Im Wissen um die dramatische Geschichte, die bis in die jüngste Vergangenheit hinein nachhallte, die Schönheit dieser Region zu erkunden, ist dennoch ein großes Vergnügen. Nehmen wir also die kleine korsische Rumpelbahn, um damit auf Reisen zu gehen. Start ist Ile Rousse, dessen vorgelagerte kleine Insel aus rotem Granit mit dem Genueser Wachturm Namensgeber des Städtchens war. Bevor man in den Zug steigt, sollte man jedoch den Markt besucht haben. Jeden Vormittag wird in der offenen historischen Markthalle mit ihren 21 Säulen Obst und Gemüse aus der Region feil geboten, Wildschweinsalami, Schinken und der Fang der Nacht aus dem Meer. Das würzige Aroma von korsischem Käse hüllt Stände, Menschen und Steine ein, ein Aroma, das sich ins Gedächtnis brennt wie eine glückliche Erinnerung.

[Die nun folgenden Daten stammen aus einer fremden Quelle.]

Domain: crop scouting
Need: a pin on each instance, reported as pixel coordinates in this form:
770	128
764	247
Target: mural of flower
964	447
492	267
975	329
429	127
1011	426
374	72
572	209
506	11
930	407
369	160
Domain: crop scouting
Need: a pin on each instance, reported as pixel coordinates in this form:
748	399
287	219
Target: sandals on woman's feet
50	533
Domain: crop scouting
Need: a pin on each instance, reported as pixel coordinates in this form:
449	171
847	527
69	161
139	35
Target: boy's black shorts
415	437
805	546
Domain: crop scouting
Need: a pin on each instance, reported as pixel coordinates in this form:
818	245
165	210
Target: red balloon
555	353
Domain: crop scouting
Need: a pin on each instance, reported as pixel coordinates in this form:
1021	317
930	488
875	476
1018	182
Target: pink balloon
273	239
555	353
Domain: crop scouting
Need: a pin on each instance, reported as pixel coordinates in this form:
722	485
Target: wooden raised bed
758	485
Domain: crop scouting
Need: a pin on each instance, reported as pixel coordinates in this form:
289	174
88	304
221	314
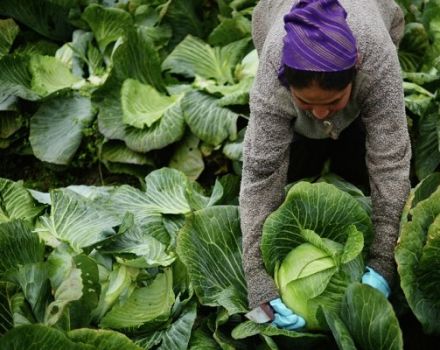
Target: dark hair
326	80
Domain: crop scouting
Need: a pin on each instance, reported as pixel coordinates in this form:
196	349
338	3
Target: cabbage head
312	276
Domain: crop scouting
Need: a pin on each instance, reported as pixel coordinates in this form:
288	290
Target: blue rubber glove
284	317
375	280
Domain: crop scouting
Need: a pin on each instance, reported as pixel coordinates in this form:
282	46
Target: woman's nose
320	112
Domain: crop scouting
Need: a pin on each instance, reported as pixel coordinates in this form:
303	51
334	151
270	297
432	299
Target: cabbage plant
313	275
314	245
417	254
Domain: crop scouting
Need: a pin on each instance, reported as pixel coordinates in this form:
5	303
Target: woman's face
322	103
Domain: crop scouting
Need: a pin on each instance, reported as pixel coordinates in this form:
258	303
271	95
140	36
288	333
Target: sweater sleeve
388	156
265	163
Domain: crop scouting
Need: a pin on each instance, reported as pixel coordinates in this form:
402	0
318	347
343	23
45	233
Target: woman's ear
358	60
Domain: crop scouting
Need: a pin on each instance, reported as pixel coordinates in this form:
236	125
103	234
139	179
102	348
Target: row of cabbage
161	268
73	76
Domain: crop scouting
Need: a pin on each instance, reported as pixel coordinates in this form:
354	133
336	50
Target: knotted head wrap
318	38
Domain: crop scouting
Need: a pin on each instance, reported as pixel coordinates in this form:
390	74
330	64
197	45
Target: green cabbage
310	277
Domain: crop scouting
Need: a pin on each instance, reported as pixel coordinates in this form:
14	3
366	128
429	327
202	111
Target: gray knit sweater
377	96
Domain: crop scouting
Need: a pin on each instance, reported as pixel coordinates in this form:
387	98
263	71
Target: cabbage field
121	130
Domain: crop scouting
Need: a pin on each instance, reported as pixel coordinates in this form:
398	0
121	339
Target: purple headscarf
318	38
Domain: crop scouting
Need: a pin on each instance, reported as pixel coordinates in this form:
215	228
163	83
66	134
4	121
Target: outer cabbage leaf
16	78
370	318
151	303
168	129
49	75
209	245
102	339
176	336
194	57
76	220
39	337
229	30
56	127
427	154
187	158
143	105
417	262
16	202
10	122
8	32
108	24
47	17
18	234
137	58
207	120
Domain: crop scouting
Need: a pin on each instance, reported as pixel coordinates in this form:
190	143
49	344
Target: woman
328	85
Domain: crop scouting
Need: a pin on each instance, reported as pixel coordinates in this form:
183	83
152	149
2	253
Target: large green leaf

Auf der einstündigen Fahrt nach Calvi lockt auf der einen Seite das Meer mit einer Perlenkette schöner Strände, während sich das Hinterland sofort auf 1.000 Höhenmeter und mehr hinaufschwingt – für Radfahrer eine echte Herausforderung. Der Zug stoppt am Surfertreff Algajola ebenso wie an der Plage de la Restitude mit ihren Felsen und dem feinen Sand. Manchmal heißt ein Strand wie ein Dorf in den Bergen. Dann gehört er dieser Gemeinde, die wie viele andere im Hinterland in den Küstentourismus eingebunden ist und somit auch ein Stück vom Kuchen abbekommt. Die Badehose sollte man ohnehin immer dabei haben auf Korsika. Nicht nur, weil man vom Berg quasi auf dem Hintern ans Meer rutschen kann. Überall stößt man auf Bäche und Wasserfälle, Gumpen und Buchten.

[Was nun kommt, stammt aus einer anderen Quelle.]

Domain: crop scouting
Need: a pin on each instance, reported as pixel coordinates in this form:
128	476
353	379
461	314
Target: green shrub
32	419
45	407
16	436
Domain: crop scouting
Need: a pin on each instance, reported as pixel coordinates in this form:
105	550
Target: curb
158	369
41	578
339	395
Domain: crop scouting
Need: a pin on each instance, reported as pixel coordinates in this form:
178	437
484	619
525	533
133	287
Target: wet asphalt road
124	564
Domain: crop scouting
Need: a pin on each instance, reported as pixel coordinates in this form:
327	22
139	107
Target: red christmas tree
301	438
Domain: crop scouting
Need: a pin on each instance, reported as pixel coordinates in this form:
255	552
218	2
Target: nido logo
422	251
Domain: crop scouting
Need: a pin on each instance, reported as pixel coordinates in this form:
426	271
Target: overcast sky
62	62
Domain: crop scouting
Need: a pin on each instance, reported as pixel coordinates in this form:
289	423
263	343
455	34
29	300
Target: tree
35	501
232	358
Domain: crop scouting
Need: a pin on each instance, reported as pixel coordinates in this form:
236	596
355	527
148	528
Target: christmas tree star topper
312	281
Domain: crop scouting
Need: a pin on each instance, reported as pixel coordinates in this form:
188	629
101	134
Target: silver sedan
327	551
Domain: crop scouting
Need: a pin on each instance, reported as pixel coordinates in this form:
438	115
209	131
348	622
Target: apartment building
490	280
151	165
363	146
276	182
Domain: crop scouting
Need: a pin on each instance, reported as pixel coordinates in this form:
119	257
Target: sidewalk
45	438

Während unten an der See sieben Winde den Geruch von Salz und Fisch und heißer Wüste mit sich tragen, liegt über den Hügeln und Bergen ein Potpourri aus Thymian, Lavendel, Wacholder und Myrte, würzig und sehr süß zugleich. Eine Tour über die Bocca di a Barraglia auf 1.100 Metern oberhalb des Bergdorfes Speluncatu, wo sich das Leben an einem Samstagmorgen um den Dorfbrunnen herum abspielt, ist in jedem Fall lohnenswert. Wenig befahrene Bergsträßchen winden sich durch schattige Buchen- und Kastanienwälder und struppige Macchia, und der Blick gleitet, wenn Nebelschwaden ihn nicht vorübergehend trüben, ohne Hast über Täler und Dörfer, die zum Teil wie Adlerhorste auf Felsen sitzen.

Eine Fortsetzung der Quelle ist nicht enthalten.